Я пишу на том русском, на котором говорили мои предки тыщи лет, и никакой угрозы не почувствовал бы языку, если бы не видел, в какую пропасть сталкивают ростовщики деревню, пытаются превратить великий народ в сброд, а вместе с погибающим крестьянством и себя лишают будущего.

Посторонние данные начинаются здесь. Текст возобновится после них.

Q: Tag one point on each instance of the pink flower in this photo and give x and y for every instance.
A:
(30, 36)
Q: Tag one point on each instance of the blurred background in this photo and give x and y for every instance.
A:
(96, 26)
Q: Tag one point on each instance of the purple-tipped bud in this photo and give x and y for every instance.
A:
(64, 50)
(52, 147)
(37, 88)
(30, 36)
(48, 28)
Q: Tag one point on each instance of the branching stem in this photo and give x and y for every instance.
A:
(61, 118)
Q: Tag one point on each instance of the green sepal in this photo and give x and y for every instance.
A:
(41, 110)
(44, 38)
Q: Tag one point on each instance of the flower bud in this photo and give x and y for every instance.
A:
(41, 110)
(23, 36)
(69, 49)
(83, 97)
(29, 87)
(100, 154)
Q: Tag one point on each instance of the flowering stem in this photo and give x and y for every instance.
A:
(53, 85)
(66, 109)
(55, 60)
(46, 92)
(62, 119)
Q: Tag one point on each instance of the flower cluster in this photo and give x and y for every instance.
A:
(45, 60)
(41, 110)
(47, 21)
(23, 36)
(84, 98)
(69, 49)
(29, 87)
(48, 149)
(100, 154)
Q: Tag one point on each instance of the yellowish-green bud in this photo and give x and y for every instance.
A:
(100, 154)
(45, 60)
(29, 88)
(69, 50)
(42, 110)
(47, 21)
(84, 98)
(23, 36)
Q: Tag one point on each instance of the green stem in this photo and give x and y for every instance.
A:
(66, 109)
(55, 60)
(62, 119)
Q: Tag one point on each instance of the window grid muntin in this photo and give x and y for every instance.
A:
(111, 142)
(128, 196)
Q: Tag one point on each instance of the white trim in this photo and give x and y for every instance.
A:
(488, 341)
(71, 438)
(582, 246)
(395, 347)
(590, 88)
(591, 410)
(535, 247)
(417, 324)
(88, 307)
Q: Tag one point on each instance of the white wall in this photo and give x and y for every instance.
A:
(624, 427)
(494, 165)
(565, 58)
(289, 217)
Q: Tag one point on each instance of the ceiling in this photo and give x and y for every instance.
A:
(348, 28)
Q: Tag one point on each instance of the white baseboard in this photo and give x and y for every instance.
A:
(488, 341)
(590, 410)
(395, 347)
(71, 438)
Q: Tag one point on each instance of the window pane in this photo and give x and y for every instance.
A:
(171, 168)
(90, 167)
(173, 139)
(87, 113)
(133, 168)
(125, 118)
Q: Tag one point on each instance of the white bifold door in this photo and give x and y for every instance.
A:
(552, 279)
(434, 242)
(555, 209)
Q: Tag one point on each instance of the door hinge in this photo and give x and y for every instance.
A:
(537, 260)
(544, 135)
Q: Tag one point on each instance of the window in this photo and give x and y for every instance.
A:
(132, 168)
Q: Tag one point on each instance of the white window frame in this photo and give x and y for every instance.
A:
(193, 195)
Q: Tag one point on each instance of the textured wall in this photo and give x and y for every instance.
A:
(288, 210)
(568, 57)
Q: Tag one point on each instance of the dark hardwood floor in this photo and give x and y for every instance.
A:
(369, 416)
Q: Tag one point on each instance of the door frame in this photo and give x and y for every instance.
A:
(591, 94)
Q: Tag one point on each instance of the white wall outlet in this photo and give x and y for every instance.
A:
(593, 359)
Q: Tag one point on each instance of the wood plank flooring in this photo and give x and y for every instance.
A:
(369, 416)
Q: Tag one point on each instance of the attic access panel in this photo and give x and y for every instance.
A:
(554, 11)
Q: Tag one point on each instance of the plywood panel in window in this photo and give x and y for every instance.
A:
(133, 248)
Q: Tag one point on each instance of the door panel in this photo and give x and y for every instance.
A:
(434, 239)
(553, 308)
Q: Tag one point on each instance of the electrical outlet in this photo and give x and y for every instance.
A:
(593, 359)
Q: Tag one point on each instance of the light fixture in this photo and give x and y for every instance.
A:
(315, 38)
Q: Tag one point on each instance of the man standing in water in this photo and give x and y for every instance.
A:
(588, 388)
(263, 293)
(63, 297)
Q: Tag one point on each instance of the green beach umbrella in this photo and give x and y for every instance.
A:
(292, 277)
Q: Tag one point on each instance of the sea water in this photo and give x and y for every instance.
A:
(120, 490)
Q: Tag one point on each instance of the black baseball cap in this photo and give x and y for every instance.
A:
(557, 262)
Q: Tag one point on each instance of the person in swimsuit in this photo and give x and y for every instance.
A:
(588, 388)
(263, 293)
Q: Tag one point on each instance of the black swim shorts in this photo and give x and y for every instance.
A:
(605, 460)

Русский народ ничего не мог молвить в простоте, и отсюда красота, сила и волшебство его речи. Слово — душа нации; гибкость языка, его многобразность, его ласковость, его многомерность и видимая податливость, его игривость при внутренней скрытности, его отчаянность и прицельная зоркость, его пронзительная певучесть, звуком своим соединяющая с небесами, — все это вместе и есть содержание души русского народа.